«Mi obra maestra», amistad con mucho de golfa

El guion de Andrés Duprat para su hermano Gastón afloja en algunas de sus costuras, por previsible o por renunciar a ir algo más allá de su corrosiva mirada hacia el mundo del arte


Que te lo pasas bien, claro. Que acabas encariñado con el marchante vendedor de humo y el artista que ya no pinta, también. Que Guillermo Francella y Luis Brandoni son dos actores supremos, ni se hable más. Otra cosa es que el guion de Andrés Duprat para su hermano menor Gastón -aquí separado de Mariano Cohn, que asume funciones de productor- afloja en algunas de sus costuras, por previsible o por renunciar a ir algo más allá de su corrosiva mirada hacia el mundo del arte y no pocas puyas sobre la burguesía argentina. Mi obra maestra es la crónica de una amistad de años entre dos personajes casi como agua y aceite, y que no están llamados necesariamente a entenderse: el artista que deja su arte en los lienzos y el marchante que se forra a su cuenta a base de mucha labia, con algo de ladino y no poca caradura. Son distintas, sí, pero Duprat no llega al nivel de El ciudadano ilustre -codirigía Cohn-, que allí fustigaba al igualmente tóxico mundo de la literatura entregada al mercadeo.

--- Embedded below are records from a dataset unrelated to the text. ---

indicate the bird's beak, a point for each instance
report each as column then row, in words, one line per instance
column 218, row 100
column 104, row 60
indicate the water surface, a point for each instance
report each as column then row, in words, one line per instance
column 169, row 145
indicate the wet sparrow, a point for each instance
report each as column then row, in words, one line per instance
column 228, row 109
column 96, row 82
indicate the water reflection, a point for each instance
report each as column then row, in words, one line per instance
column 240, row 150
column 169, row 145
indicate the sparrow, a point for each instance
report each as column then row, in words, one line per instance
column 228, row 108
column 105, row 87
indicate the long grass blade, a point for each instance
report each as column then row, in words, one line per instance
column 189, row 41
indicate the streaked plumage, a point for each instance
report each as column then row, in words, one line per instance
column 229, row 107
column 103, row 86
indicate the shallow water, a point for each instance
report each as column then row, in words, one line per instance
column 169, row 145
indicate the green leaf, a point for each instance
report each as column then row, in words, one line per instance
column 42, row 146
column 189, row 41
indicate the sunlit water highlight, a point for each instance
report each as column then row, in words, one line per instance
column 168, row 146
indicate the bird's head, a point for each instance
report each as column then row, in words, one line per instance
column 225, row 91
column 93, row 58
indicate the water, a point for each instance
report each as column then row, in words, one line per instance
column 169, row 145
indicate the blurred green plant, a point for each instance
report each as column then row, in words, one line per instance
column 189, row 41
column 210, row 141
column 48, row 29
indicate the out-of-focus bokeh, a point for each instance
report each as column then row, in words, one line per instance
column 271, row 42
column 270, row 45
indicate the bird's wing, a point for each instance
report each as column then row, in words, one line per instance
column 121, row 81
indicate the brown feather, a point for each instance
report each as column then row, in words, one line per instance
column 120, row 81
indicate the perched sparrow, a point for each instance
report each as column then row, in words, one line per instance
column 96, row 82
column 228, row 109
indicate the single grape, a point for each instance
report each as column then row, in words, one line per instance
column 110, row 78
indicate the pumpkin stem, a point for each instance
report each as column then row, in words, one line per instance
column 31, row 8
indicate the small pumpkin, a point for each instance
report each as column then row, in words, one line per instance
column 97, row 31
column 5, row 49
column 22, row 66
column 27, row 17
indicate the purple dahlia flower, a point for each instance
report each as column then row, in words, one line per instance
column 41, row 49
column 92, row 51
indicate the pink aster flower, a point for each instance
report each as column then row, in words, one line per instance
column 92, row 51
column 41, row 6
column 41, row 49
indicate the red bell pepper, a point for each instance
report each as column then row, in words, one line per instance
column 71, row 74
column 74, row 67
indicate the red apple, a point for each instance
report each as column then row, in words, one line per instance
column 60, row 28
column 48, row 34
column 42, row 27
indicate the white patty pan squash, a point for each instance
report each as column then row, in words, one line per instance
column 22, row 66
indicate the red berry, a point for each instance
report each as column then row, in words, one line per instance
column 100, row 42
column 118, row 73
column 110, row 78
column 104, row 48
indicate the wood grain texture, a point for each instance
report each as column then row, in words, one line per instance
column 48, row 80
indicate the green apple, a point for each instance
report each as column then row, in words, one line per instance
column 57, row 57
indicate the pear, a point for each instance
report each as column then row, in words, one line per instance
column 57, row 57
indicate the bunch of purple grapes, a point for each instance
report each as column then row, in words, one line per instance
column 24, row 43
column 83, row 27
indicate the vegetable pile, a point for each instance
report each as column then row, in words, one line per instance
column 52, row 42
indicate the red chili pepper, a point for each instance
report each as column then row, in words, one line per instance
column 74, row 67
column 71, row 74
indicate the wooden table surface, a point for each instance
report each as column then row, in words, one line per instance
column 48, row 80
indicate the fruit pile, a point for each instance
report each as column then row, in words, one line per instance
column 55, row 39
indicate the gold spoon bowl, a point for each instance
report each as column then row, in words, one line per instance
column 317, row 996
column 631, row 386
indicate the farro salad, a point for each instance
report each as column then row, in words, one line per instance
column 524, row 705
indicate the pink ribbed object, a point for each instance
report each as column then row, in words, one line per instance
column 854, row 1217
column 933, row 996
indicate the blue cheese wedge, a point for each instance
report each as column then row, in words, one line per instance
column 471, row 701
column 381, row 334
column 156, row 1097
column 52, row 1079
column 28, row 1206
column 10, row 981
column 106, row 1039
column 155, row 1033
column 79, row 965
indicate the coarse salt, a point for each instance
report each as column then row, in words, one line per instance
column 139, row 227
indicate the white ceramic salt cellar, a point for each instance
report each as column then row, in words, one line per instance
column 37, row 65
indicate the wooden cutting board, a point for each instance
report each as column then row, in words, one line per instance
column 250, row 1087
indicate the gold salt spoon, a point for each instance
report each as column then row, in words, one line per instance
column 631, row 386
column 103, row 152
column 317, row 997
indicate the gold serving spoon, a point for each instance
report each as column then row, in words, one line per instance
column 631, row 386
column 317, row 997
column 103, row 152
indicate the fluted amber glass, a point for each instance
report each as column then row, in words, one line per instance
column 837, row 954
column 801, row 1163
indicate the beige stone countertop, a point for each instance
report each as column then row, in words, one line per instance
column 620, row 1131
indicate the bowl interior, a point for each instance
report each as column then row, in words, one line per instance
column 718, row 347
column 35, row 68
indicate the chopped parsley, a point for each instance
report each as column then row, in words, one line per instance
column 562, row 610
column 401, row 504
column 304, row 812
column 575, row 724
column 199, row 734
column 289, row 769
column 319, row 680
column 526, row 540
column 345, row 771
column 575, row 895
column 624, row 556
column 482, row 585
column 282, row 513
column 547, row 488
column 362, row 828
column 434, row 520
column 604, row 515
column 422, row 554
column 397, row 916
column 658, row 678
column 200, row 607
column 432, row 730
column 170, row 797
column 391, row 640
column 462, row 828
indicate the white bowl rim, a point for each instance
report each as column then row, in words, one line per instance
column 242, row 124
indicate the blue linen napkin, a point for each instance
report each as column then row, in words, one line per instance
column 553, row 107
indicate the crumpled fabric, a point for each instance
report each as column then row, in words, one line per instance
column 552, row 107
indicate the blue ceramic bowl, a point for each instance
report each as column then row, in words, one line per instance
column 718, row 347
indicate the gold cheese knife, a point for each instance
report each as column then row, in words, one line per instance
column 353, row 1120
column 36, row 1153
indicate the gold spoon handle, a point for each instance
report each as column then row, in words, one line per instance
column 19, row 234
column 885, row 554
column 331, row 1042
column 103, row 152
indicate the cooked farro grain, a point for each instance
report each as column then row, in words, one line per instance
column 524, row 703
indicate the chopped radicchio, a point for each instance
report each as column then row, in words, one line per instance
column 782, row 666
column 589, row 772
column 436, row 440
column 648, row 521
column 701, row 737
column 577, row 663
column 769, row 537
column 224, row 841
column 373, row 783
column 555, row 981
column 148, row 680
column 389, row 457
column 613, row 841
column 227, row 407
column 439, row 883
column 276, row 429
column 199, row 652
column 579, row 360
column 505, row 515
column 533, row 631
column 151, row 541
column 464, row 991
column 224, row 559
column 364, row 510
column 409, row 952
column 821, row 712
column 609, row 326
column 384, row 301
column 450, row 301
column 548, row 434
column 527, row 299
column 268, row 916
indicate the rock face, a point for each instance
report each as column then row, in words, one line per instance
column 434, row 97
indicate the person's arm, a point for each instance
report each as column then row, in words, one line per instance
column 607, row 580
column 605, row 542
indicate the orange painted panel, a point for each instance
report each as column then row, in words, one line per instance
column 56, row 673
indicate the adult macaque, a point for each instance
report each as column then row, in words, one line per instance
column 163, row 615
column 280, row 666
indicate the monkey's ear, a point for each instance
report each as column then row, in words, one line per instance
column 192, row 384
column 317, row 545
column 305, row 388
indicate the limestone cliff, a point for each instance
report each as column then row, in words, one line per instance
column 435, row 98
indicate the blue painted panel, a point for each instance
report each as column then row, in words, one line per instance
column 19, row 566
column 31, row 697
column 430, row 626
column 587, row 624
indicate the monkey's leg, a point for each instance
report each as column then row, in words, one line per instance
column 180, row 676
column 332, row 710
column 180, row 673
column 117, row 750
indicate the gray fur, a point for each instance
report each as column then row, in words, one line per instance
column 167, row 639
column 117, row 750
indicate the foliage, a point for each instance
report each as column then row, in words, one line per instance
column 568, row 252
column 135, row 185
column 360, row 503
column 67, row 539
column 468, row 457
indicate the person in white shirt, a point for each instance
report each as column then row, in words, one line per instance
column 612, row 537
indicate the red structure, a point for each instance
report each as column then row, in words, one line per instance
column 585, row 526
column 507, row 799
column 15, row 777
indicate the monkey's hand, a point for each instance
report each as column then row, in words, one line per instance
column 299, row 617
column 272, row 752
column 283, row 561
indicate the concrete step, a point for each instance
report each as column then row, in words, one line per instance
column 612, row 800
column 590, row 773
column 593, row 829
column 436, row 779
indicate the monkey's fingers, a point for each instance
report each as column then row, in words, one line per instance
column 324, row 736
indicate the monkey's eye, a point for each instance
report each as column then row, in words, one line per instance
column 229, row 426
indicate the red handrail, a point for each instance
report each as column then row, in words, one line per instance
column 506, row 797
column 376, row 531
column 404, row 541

Coincide en aprovechar sendas perchas, el arte y las letras, para arrojar sobre el público local, y de paso sobre el resto del orbe, unas cuantas garrafas de vitriolo. Acompañadas, faltaría más, de una fuerte dosis de comedia negra, sostenida sobre unos diálogos cuidados y lo anotado, un inteligente mano a mano entre Francella y Brandoni, con Raúl Arévalo en un personaje con serias dificultades para resultar verosímil, de tan pasado que va de frenada o, si se prefiere, tópico. Pero sobre todo es la crónica de una relación sometida a numerosos vaivenes. Y con la muerte del artista -ahorremos espóiler- el galerista aprovechará para revalorizar su obra a extremos alucinantes, no solo entre la gente de pasta bonaerense, sino también en el mercado internacional. Llegará un momento en que se requiera más obra, sobre todo del período de los años 80... La película busca, y consigue, la complicidad del espectador. No descubre nada nuevo, pero ofrece hora y pico que te deja con la sonrisa en la boca, que no es poco. Y, sobre todo, lo anotado más arriba: Francella y Brandoni en estado de gracia.